Onu ancak nispet kurma yeteneğiyle ve sayısal değerler icadıyla kendi hayatına iliştirebilen insan, onun biteviye oluşu ve akışı karşısındaki edilgenliğini, adeta içinde yüzdüğü denizde soluk almak için arada bir başını suyun üstüne çıkarırcasına, yapabildiği iradi ya da gayri iradi hareketlerle etken hale getirebilir ki, bizim vakit dediğimiz şey de buna karşılık düşer.
Daha farklı bir ifadeyle söyleyecek olursak: Adına zaman dediğimiz o som akışta, hayatımızın bir nişanesi, özel işaretlemesi olarak yapabildiğimiz hareketleri, vakit olarak tesmiye ederiz ki, vakitler de bu bakış açısına göre insanların, inançların, düşünme tarzlarının sayısına denk bir çokluğun, zamandan çıkması (halk) ve tekrar zamanda tevhit (cem’) olması anlamına gelir.

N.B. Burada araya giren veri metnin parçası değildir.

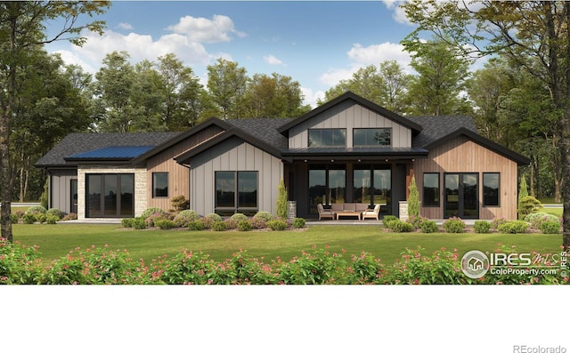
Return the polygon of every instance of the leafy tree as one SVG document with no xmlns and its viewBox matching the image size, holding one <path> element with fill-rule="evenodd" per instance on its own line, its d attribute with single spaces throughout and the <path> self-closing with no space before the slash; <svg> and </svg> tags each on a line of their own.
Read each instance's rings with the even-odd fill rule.
<svg viewBox="0 0 570 353">
<path fill-rule="evenodd" d="M 309 110 L 303 107 L 301 84 L 277 73 L 256 74 L 249 80 L 244 105 L 248 117 L 299 116 Z"/>
<path fill-rule="evenodd" d="M 351 91 L 376 104 L 398 114 L 403 114 L 405 93 L 411 76 L 395 60 L 383 61 L 377 68 L 369 65 L 359 68 L 352 78 L 340 80 L 325 92 L 323 104 L 347 91 Z"/>
<path fill-rule="evenodd" d="M 563 245 L 570 246 L 570 3 L 563 1 L 439 3 L 412 0 L 403 5 L 417 25 L 407 41 L 420 43 L 429 31 L 465 55 L 501 52 L 539 78 L 550 92 L 560 137 Z"/>
<path fill-rule="evenodd" d="M 461 112 L 460 94 L 468 77 L 468 61 L 443 41 L 403 41 L 412 53 L 416 72 L 408 90 L 408 112 L 411 115 L 444 116 Z"/>
<path fill-rule="evenodd" d="M 244 116 L 241 107 L 247 84 L 247 71 L 237 62 L 218 59 L 208 66 L 208 89 L 224 119 Z"/>
<path fill-rule="evenodd" d="M 287 189 L 283 178 L 277 186 L 277 217 L 287 218 Z"/>
<path fill-rule="evenodd" d="M 80 36 L 83 29 L 102 33 L 104 22 L 80 24 L 78 19 L 103 13 L 109 5 L 110 2 L 102 1 L 0 2 L 0 224 L 2 237 L 8 241 L 12 240 L 10 134 L 12 119 L 17 114 L 17 97 L 22 93 L 20 83 L 26 76 L 21 68 L 29 67 L 36 49 L 46 43 L 69 40 L 80 45 L 86 41 Z M 45 23 L 55 19 L 62 19 L 62 27 L 48 37 Z"/>
<path fill-rule="evenodd" d="M 175 54 L 159 57 L 164 101 L 162 119 L 169 131 L 194 126 L 206 110 L 206 91 L 191 68 Z"/>
<path fill-rule="evenodd" d="M 416 186 L 416 178 L 415 176 L 411 176 L 411 180 L 410 181 L 410 186 L 408 187 L 410 190 L 410 196 L 408 197 L 408 216 L 418 218 L 419 216 L 419 191 L 418 191 L 418 187 Z"/>
</svg>

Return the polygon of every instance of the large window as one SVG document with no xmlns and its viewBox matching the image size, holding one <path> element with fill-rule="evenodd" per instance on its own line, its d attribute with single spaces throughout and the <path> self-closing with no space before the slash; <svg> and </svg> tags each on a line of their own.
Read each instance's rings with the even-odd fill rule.
<svg viewBox="0 0 570 353">
<path fill-rule="evenodd" d="M 392 129 L 353 129 L 354 147 L 391 146 Z"/>
<path fill-rule="evenodd" d="M 392 171 L 387 166 L 357 165 L 353 172 L 353 202 L 383 205 L 380 212 L 391 213 Z"/>
<path fill-rule="evenodd" d="M 257 211 L 257 172 L 216 172 L 216 213 L 253 214 Z"/>
<path fill-rule="evenodd" d="M 134 216 L 134 174 L 86 174 L 87 217 Z"/>
<path fill-rule="evenodd" d="M 152 173 L 152 197 L 168 197 L 168 173 Z"/>
<path fill-rule="evenodd" d="M 346 129 L 310 129 L 309 147 L 346 147 Z"/>
<path fill-rule="evenodd" d="M 483 205 L 498 206 L 501 186 L 501 174 L 498 172 L 483 173 Z"/>
<path fill-rule="evenodd" d="M 424 173 L 424 207 L 439 207 L 439 173 Z"/>
</svg>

Kastettiğimiz hareketin en geneli (kuşatıcı olanı) ise sestir.
Çocuğun ağlaması süt ihtiyacının; darlığa düşenin feryadı, imdat talebinin, nutuk / vaaz / sohbet bilgilendirmenin ve nasihatin; ders zili eğitilmenin, çan, boru sesi, ezan nidası ibadetin; şimşek, yıldırım ve gök gürültüsü yağmurun, selin; toprağın uğultusu depremin, su dalgalarının sesi fırtınanın... vaktidir.
Nefesin ses ile vuslatı olan kelime ise, kastettiğimiz hareketin genellik yönünden ikinci derecedeki görüngüsüdür.